I want to look at some of our habits that make us seek contentment in the wrong places, driven by the media, advertising and keeping up with everyone else.

Do you use social media? Do you find yourself checking your phone as soon as you wake or before you go to bed?

Do you engross yourself in materialistic past times, like shopping?

Materialism is rife in the western world, for many who can afford to indulge in it. Some who cannot simply get a credit card and qualm their desires on borrowed money. Either way, it is important to recognise just how much enjoyment it does or doesn’t bring us. A nice home, a nice car, nice clothes, the ability to get beauty treatments etc, can all be enjoyable, but if they become almost the be all and end all, and don’t bring that much enjoyment then maybe we are looking in the wrong places for answers. Wanting the next best thing can actually lead to anxiety and/or depression. So, too, can social media, as it can lead to us wanting to look like things are better than they are for us, or we compare to others who seem to have it all better than us. Who knows what is true or false on the internet, but that part seems to sometimes go over our heads. And it’s no wonder. Materialism and social media have grown so rapidly in a short space of time, and neither come with a ‘how to’ instructions book, so we must work out how to manage them for ourselves. One way is to limit the time we spend on them; less shopping, and less surfing through social media sites. We can also choose what to buy or what to spend our time reading, by sifting and prioritising.

Buying things in person or on the internet and searching on social media sites are some of the least likely things to be stored in our memories unless they are really important. Let’s do a little test to see why.

Take ten or twenty minutes out now and search for some memories; anything that comes to mind. Write them down if you can. Stop reading this article now and do this exercise. It can be events from a long time ago or your more recent past, it doesn’t matter.

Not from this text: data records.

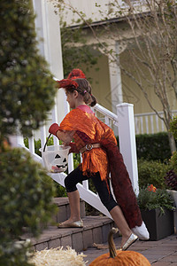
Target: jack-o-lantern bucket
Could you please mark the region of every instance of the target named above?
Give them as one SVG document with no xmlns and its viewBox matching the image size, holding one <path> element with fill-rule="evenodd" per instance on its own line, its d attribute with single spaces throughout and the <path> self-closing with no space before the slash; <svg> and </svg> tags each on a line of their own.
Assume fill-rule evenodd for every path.
<svg viewBox="0 0 177 266">
<path fill-rule="evenodd" d="M 44 165 L 49 172 L 65 172 L 67 169 L 68 153 L 71 147 L 64 145 L 47 146 L 50 137 L 50 135 L 49 136 L 43 149 L 40 149 Z"/>
</svg>

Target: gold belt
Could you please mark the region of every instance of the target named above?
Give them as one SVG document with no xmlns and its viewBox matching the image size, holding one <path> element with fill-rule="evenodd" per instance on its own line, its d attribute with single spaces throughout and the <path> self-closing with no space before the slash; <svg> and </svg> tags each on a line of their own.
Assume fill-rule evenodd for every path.
<svg viewBox="0 0 177 266">
<path fill-rule="evenodd" d="M 93 148 L 100 148 L 101 145 L 99 143 L 88 144 L 83 148 L 80 150 L 80 153 L 84 153 L 86 151 L 91 151 Z"/>
</svg>

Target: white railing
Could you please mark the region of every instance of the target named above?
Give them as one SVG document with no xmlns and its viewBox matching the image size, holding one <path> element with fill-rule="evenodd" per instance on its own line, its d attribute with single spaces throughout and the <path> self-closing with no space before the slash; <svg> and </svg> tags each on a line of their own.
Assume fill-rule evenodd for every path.
<svg viewBox="0 0 177 266">
<path fill-rule="evenodd" d="M 109 126 L 114 125 L 118 126 L 119 120 L 119 127 L 122 128 L 119 134 L 119 146 L 121 153 L 125 159 L 125 164 L 127 165 L 127 168 L 129 172 L 130 178 L 132 180 L 132 184 L 135 191 L 138 192 L 138 176 L 137 176 L 137 161 L 136 161 L 136 153 L 135 153 L 135 141 L 134 142 L 135 137 L 135 128 L 132 128 L 131 124 L 134 124 L 134 117 L 133 117 L 133 105 L 129 104 L 121 104 L 118 105 L 118 113 L 117 115 L 100 105 L 96 105 L 93 109 L 96 115 L 102 115 L 103 120 Z M 53 121 L 55 122 L 55 121 Z M 133 130 L 132 130 L 133 129 Z M 41 128 L 41 142 L 42 147 L 43 147 L 46 142 L 46 129 L 45 126 Z M 127 135 L 125 134 L 127 132 Z M 125 136 L 126 135 L 126 136 Z M 133 136 L 133 137 L 132 137 Z M 125 138 L 126 137 L 126 138 Z M 54 137 L 57 139 L 57 137 Z M 132 141 L 133 140 L 133 141 Z M 13 145 L 18 145 L 24 147 L 23 138 L 22 137 L 12 137 L 12 143 Z M 34 160 L 41 162 L 43 165 L 43 161 L 40 156 L 38 156 L 35 153 L 35 139 L 31 137 L 28 139 L 29 148 L 27 149 Z M 26 148 L 27 149 L 27 148 Z M 73 154 L 69 155 L 68 160 L 68 171 L 71 172 L 73 169 Z M 52 174 L 49 173 L 49 176 L 59 184 L 64 185 L 64 179 L 65 177 L 65 173 Z M 100 201 L 99 196 L 96 193 L 94 193 L 89 190 L 88 182 L 84 181 L 81 184 L 77 184 L 81 198 L 88 202 L 89 205 L 93 206 L 95 208 L 104 214 L 105 215 L 111 217 L 107 209 L 103 206 Z"/>
<path fill-rule="evenodd" d="M 177 110 L 172 111 L 173 115 L 177 115 Z M 158 112 L 164 117 L 163 112 Z M 135 114 L 135 134 L 154 134 L 166 131 L 165 123 L 156 113 Z"/>
</svg>

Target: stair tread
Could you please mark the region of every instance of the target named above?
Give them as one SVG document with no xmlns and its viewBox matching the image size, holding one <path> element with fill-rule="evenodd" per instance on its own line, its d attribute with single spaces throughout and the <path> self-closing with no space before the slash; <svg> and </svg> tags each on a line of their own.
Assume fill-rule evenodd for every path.
<svg viewBox="0 0 177 266">
<path fill-rule="evenodd" d="M 91 228 L 96 228 L 112 222 L 106 216 L 85 216 L 83 220 L 83 228 L 58 228 L 57 226 L 49 226 L 45 229 L 38 239 L 31 238 L 30 234 L 24 234 L 22 239 L 30 239 L 33 245 L 44 241 L 62 238 L 77 232 L 81 232 Z"/>
</svg>

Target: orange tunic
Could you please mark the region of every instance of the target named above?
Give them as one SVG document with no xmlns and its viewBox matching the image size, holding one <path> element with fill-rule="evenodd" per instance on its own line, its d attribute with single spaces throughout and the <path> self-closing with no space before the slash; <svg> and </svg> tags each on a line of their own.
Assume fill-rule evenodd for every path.
<svg viewBox="0 0 177 266">
<path fill-rule="evenodd" d="M 88 113 L 79 108 L 75 108 L 67 113 L 60 124 L 60 129 L 62 130 L 78 130 L 85 133 L 88 137 L 90 140 L 89 143 L 91 144 L 102 143 L 106 127 L 107 126 L 104 125 L 104 128 L 103 128 L 102 122 L 94 113 Z M 111 129 L 107 127 L 107 130 L 110 129 Z M 77 132 L 74 133 L 73 139 L 78 152 L 87 144 L 78 136 Z M 115 137 L 114 141 L 117 144 Z M 109 175 L 106 152 L 101 148 L 94 148 L 91 151 L 83 153 L 81 169 L 83 175 L 89 175 L 89 173 L 94 174 L 99 171 L 101 179 L 105 180 Z"/>
<path fill-rule="evenodd" d="M 89 139 L 88 143 L 101 144 L 102 148 L 93 148 L 82 153 L 83 174 L 88 176 L 89 173 L 99 171 L 102 180 L 106 181 L 110 171 L 116 200 L 129 227 L 140 226 L 142 223 L 141 212 L 112 129 L 99 121 L 94 113 L 75 108 L 64 118 L 60 130 L 74 131 L 75 144 L 71 145 L 73 152 L 79 153 L 86 145 L 77 132 L 85 134 Z"/>
</svg>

Hopefully, they will be memories of an experience you had, but they may also be based around material objects, like getting your first car or buying your first home. We create memories, generally, when we are ‘in the moment’ at the time, utilising any, or all, of our five natural senses; sight, sound, taste, touch or smell.

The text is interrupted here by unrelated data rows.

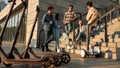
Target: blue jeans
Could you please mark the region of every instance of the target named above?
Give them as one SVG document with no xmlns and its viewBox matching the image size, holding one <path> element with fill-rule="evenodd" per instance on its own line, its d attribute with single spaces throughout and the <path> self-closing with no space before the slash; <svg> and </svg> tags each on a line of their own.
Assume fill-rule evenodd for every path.
<svg viewBox="0 0 120 68">
<path fill-rule="evenodd" d="M 65 26 L 65 33 L 69 34 L 70 31 L 71 31 L 71 24 L 69 23 Z"/>
<path fill-rule="evenodd" d="M 66 39 L 67 44 L 69 45 L 68 35 L 61 29 L 56 29 L 56 48 L 59 49 L 59 37 L 63 36 Z"/>
<path fill-rule="evenodd" d="M 45 46 L 46 49 L 48 49 L 48 44 L 54 39 L 54 33 L 53 30 L 44 30 L 45 32 Z"/>
<path fill-rule="evenodd" d="M 78 35 L 77 35 L 76 41 L 79 40 L 80 38 L 82 38 L 82 39 L 86 39 L 86 35 L 85 35 L 85 33 L 83 33 L 83 32 L 79 32 Z"/>
</svg>

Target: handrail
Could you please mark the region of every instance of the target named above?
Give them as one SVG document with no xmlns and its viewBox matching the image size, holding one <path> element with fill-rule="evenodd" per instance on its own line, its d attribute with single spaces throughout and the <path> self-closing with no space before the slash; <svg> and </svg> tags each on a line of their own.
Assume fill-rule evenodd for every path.
<svg viewBox="0 0 120 68">
<path fill-rule="evenodd" d="M 109 14 L 110 14 L 110 19 L 111 19 L 111 13 L 116 11 L 116 10 L 119 10 L 120 9 L 120 5 L 116 6 L 115 8 L 113 8 L 112 10 L 108 11 L 107 13 L 105 13 L 104 15 L 102 15 L 100 18 L 98 18 L 96 21 L 99 21 L 101 20 L 102 18 L 104 17 L 107 17 Z M 89 49 L 89 26 L 87 26 L 87 39 L 86 39 L 86 48 L 87 50 Z M 107 22 L 106 22 L 106 19 L 105 19 L 105 42 L 108 42 L 108 38 L 107 38 Z"/>
<path fill-rule="evenodd" d="M 104 18 L 105 16 L 109 15 L 110 13 L 112 13 L 112 12 L 114 12 L 115 10 L 118 10 L 118 9 L 120 9 L 120 5 L 117 6 L 117 7 L 115 7 L 115 8 L 113 8 L 112 10 L 108 11 L 108 12 L 105 13 L 104 15 L 102 15 L 100 18 L 98 18 L 98 20 L 101 20 L 101 19 Z M 97 20 L 97 21 L 98 21 L 98 20 Z"/>
</svg>

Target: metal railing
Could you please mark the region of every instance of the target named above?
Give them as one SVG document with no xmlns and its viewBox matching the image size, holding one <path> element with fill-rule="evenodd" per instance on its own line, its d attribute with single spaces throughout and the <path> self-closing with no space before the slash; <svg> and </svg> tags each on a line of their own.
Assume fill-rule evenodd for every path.
<svg viewBox="0 0 120 68">
<path fill-rule="evenodd" d="M 120 5 L 118 5 L 117 7 L 115 7 L 115 8 L 113 8 L 112 10 L 110 10 L 110 11 L 108 11 L 107 13 L 105 13 L 104 15 L 102 15 L 100 18 L 98 18 L 96 21 L 99 21 L 99 20 L 102 20 L 102 19 L 105 19 L 105 22 L 104 22 L 104 31 L 105 31 L 105 33 L 104 33 L 104 39 L 105 39 L 105 42 L 109 42 L 109 39 L 108 39 L 108 37 L 107 37 L 107 35 L 108 35 L 108 33 L 107 33 L 107 20 L 108 20 L 108 15 L 109 15 L 109 21 L 110 21 L 110 23 L 112 24 L 112 13 L 113 12 L 117 12 L 117 18 L 118 18 L 118 20 L 119 20 L 119 15 L 120 15 Z M 87 37 L 86 37 L 86 46 L 87 46 L 87 49 L 89 49 L 89 47 L 88 47 L 88 45 L 89 45 L 89 35 L 90 35 L 90 32 L 89 32 L 89 26 L 87 26 L 88 28 L 87 28 Z"/>
</svg>

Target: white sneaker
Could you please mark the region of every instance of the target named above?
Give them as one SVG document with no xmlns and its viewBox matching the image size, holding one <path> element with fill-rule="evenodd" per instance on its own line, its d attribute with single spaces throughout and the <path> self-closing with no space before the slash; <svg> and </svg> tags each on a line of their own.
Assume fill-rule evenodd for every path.
<svg viewBox="0 0 120 68">
<path fill-rule="evenodd" d="M 67 45 L 67 49 L 70 49 L 71 47 L 69 45 Z"/>
<path fill-rule="evenodd" d="M 60 49 L 57 49 L 57 53 L 60 53 Z"/>
</svg>

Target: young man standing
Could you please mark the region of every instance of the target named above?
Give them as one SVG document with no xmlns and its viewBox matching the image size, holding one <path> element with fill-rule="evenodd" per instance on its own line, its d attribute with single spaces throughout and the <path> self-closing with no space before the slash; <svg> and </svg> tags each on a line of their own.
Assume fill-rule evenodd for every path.
<svg viewBox="0 0 120 68">
<path fill-rule="evenodd" d="M 93 7 L 92 2 L 87 2 L 86 6 L 88 9 L 86 20 L 88 21 L 87 25 L 90 26 L 90 31 L 91 31 L 97 26 L 97 19 L 100 17 L 100 14 Z"/>
<path fill-rule="evenodd" d="M 54 7 L 49 6 L 47 13 L 44 14 L 42 18 L 42 23 L 44 25 L 44 32 L 45 32 L 45 47 L 46 47 L 46 52 L 50 51 L 48 49 L 48 43 L 51 41 L 53 38 L 53 23 L 54 23 L 54 17 L 52 15 Z M 51 37 L 49 37 L 51 35 Z M 48 38 L 49 37 L 49 38 Z"/>
<path fill-rule="evenodd" d="M 87 9 L 88 9 L 88 14 L 86 16 L 86 20 L 88 21 L 87 23 L 87 35 L 94 35 L 93 29 L 97 26 L 97 19 L 100 17 L 99 12 L 92 6 L 92 2 L 87 2 L 86 4 Z M 88 36 L 87 37 L 87 45 L 89 45 L 89 50 L 93 54 L 93 49 L 92 49 L 92 37 Z"/>
<path fill-rule="evenodd" d="M 65 23 L 68 23 L 66 26 L 65 26 L 65 32 L 67 34 L 70 33 L 71 31 L 71 22 L 73 22 L 75 19 L 76 19 L 76 14 L 73 12 L 73 8 L 74 6 L 73 5 L 69 5 L 69 8 L 68 8 L 68 11 L 65 12 L 65 15 L 64 15 L 64 24 Z"/>
</svg>

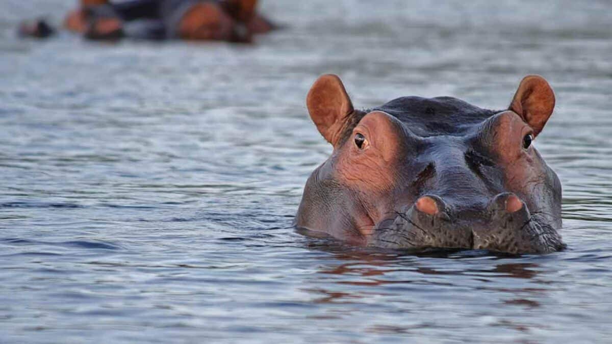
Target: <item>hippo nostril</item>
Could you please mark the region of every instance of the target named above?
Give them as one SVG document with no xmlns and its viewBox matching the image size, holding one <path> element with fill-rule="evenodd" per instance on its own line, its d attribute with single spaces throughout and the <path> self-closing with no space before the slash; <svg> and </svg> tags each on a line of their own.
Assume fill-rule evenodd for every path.
<svg viewBox="0 0 612 344">
<path fill-rule="evenodd" d="M 508 212 L 517 212 L 522 208 L 523 202 L 516 195 L 511 194 L 506 199 L 506 211 Z"/>
<path fill-rule="evenodd" d="M 436 200 L 429 196 L 424 196 L 419 198 L 414 206 L 419 211 L 431 215 L 436 215 L 439 211 Z"/>
<path fill-rule="evenodd" d="M 489 206 L 491 210 L 514 214 L 523 208 L 524 204 L 518 196 L 511 192 L 504 192 L 496 196 Z"/>
</svg>

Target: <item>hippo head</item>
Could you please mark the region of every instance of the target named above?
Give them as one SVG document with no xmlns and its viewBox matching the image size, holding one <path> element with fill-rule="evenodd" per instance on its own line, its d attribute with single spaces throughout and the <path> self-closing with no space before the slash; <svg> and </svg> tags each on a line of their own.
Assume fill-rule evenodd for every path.
<svg viewBox="0 0 612 344">
<path fill-rule="evenodd" d="M 356 110 L 335 75 L 308 93 L 310 117 L 334 146 L 304 189 L 294 225 L 364 246 L 562 249 L 561 187 L 532 141 L 554 95 L 530 75 L 507 110 L 450 97 L 405 97 Z"/>
</svg>

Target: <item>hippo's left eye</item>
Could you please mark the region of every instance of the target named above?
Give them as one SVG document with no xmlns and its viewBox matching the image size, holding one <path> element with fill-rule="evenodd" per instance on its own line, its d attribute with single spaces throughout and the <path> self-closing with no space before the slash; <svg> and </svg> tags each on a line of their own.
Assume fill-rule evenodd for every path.
<svg viewBox="0 0 612 344">
<path fill-rule="evenodd" d="M 523 148 L 525 149 L 529 148 L 531 146 L 531 142 L 534 140 L 534 136 L 531 134 L 527 134 L 525 137 L 523 138 Z"/>
<path fill-rule="evenodd" d="M 357 145 L 357 148 L 360 149 L 363 148 L 364 143 L 365 142 L 365 136 L 363 134 L 357 133 L 355 135 L 355 144 Z"/>
</svg>

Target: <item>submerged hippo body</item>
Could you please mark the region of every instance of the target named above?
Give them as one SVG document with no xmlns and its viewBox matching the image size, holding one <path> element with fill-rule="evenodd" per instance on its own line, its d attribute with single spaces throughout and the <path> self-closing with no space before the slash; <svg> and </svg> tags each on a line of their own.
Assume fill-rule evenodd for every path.
<svg viewBox="0 0 612 344">
<path fill-rule="evenodd" d="M 248 43 L 275 26 L 258 13 L 257 0 L 80 0 L 64 27 L 89 39 L 183 39 Z M 26 21 L 22 37 L 43 38 L 53 28 L 44 20 Z"/>
<path fill-rule="evenodd" d="M 554 106 L 541 77 L 523 79 L 504 111 L 450 97 L 356 110 L 330 75 L 307 105 L 334 151 L 304 189 L 294 225 L 305 232 L 391 249 L 564 247 L 561 184 L 532 144 Z"/>
</svg>

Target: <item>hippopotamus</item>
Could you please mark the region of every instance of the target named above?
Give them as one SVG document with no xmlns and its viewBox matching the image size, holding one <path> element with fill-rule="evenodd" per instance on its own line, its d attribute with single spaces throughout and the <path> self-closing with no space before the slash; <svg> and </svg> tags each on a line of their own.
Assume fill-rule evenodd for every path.
<svg viewBox="0 0 612 344">
<path fill-rule="evenodd" d="M 554 102 L 548 83 L 528 75 L 506 110 L 411 96 L 359 110 L 337 76 L 321 76 L 307 105 L 333 151 L 308 178 L 294 225 L 381 249 L 562 249 L 561 183 L 533 143 Z"/>
<path fill-rule="evenodd" d="M 256 0 L 80 0 L 64 21 L 70 31 L 89 39 L 179 39 L 249 43 L 253 35 L 277 27 L 256 11 Z M 45 20 L 26 21 L 21 36 L 48 37 Z"/>
</svg>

Thinking of a memory now, which of the senses were you using at the time it was happening?

Was it a wonderful meal that smelt, looked and tasted great?

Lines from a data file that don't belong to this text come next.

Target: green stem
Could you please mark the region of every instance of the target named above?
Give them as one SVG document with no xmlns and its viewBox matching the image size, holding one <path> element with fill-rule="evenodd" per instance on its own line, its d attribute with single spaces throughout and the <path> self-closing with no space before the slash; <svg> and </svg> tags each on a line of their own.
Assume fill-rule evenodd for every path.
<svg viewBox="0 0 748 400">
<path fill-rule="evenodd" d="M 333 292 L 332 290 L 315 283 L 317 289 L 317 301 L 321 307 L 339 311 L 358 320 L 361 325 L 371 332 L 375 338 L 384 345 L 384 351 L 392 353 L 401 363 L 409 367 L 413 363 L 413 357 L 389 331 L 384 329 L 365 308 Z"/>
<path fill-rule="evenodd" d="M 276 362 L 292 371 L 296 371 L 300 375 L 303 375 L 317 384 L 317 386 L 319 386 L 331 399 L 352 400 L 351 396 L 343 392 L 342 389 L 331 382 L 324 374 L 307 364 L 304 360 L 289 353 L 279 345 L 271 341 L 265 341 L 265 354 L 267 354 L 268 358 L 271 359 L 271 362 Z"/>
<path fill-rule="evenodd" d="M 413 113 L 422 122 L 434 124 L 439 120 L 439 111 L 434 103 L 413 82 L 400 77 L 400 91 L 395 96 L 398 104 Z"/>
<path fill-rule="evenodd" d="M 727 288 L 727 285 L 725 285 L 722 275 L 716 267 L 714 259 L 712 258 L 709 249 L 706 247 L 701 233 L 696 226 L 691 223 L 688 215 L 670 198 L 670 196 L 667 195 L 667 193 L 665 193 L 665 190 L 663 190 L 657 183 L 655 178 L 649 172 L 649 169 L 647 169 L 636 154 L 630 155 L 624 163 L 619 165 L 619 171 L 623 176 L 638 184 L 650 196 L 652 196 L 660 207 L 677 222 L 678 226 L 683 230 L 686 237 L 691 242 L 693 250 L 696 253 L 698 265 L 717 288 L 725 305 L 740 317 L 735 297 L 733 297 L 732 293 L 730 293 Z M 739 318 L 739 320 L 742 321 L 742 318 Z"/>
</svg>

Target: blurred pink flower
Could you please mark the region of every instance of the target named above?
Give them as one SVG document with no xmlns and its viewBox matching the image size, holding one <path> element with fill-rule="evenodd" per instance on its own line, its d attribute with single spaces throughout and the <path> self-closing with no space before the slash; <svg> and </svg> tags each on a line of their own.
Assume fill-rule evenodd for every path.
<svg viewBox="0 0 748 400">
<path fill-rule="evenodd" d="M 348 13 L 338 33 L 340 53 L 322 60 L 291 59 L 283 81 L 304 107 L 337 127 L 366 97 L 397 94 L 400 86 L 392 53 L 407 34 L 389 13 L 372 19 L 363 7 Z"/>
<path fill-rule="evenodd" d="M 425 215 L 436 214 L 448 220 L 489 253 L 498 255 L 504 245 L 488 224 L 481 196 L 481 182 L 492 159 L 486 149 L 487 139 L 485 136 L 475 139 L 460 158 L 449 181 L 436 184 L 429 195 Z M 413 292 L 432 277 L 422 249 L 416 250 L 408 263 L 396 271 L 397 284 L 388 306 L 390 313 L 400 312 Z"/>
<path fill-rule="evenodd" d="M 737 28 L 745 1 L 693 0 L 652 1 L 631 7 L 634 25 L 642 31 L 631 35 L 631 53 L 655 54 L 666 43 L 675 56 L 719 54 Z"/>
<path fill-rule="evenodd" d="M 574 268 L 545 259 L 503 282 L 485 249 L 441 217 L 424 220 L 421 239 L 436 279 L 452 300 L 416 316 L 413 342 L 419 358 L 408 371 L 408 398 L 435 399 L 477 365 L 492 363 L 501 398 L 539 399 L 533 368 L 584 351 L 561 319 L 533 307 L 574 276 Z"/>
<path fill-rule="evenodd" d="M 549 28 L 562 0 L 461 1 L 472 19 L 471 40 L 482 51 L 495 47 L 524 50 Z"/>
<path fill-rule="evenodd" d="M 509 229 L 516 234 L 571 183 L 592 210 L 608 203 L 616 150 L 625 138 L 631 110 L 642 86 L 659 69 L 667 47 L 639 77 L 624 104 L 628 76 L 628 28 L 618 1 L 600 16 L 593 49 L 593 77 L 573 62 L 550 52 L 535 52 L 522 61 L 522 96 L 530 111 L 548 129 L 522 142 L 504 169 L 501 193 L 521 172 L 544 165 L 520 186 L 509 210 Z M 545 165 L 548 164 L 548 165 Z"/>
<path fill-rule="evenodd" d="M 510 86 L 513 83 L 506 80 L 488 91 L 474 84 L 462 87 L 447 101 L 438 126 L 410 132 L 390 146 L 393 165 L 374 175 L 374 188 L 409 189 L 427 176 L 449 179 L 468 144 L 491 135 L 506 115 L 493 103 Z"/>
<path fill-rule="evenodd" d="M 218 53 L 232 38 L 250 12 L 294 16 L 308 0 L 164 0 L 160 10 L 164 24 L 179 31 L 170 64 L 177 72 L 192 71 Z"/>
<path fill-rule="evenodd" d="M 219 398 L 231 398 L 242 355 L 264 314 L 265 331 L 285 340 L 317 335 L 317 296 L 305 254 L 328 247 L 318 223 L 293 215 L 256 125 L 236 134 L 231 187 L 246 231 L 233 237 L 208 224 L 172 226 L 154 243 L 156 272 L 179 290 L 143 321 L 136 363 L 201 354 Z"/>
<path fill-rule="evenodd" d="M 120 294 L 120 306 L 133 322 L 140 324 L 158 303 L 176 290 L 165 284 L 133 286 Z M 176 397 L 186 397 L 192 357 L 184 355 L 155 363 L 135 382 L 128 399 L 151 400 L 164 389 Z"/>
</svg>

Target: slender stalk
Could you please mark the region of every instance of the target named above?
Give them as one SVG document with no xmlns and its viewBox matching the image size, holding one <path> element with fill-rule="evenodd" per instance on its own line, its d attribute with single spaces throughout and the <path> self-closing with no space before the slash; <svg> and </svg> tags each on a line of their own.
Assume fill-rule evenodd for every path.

Was it the look on someone’s face when you surprised them and what they said?

Was it happy, sad, exciting?

We need to be using our senses to make memories. We are not going to remember a time when we were on auto pilot at the time. If we are not sensing we are not creating many emotions, so our emotions are often reliant on our senses as well.

Having these memories stored away, we can get in touch with many of them or they may be triggered by an event, a feeling or a trauma. If we really felt emotion and were in the moment at the time, we will have a different connotation to each – scary, jolly, calm etc. That is why we can eat something, see something, hear something, smell something or touch something, and it can bring about emotions that have been previously attached to them. For me, a treacle pudding will always remind me of my great aunt, some songs make me happy or sad or even angry, or a certain perfume will remind me of my mum etc.

So, my message is this… Try to experience life properly as much as possible. Try to make memories that count. Try to be in the moment as much as you can. We cannot do it all the time, but we can make efforts to try harder. Sit or walk and really smell, see and hear, and when eating really taste and smell your food. When with others, try to really be with them, not distracted by other things, like social media. And if you have some spare cash, instead of buying an object, could you use it to go out and experience something?

I watched a Ted Talk recently, and the presenter was saying, quite rightly, that, on our death bed, we are not going to start thinking about all the things we bought with money in our life, but of the memories we made with other people, experiences we had, and how we have utilised our lives.